読む・書く力も伸ばしたい場合は、文章を読んで話し合う授業や、作文の添削などを取り入れられるか確認してください。サービス名よりも、授業で何をするかを見て選びましょう。
本人が英語を嫌がるようになりました。どう接すればよいですか?
まず、何が嫌なのかを責めずに聞いてください。難しさ、疲れ、失敗への不安、周囲の期待など、学習内容以外の負担があることも考えられます。
必要に応じて学習量や受験時期を見直し、「短い文章の内容がわかった」「自分から1つ質問できた」など、本人が実感できる目標に置き換えましょう。点数や合否だけでなく、できるようになったことを一緒に確かめてください。
まとめ|「英語ができない」を、具体的な課題に分けて考える
帰国子女の英語の悩みは、海外にいた年数や、会話の流暢さだけでは判断できません。
- 会話・授業理解の不安と、読み書き・試験のつまずきを分けて確認する
- 2つのパターンは目安であり、両方に当てはまる場合もある
- 年齢や在籍校だけで、本人の英語力や伸び方を決めつけない
- 試験結果は、技能別スコアと答案を合わせて振り返る
- 理解しやすい説明と、課題に合う練習を組み合わせる
- 家庭での学習が負担になる場合は、学校や講師に相談する
大切なのは、すでにできていることを認めたうえで、次に練習することを具体的にすることです。
「帰国子女なのに」という周囲の期待が、本人の負担になっていることもあります。
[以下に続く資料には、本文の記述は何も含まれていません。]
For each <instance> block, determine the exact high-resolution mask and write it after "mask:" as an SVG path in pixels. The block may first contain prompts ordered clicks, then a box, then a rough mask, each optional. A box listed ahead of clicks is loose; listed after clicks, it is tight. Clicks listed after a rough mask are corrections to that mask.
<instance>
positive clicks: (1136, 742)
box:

「何ができないか」だけでなく、「何ならできるか」「どんな助けがあれば進められるか」を一緒に考えていきましょう。
※本文中の経験談は、筆者が担当したご家庭で見られた事例を一般化したもので、特定の生徒・ご家庭を識別できる情報は含みません。学習方法の適性や成果には個人差があります。試験制度については、受験する級・方式の公式情報をご確認ください。
最後までお読みいただき、ありがとうございました。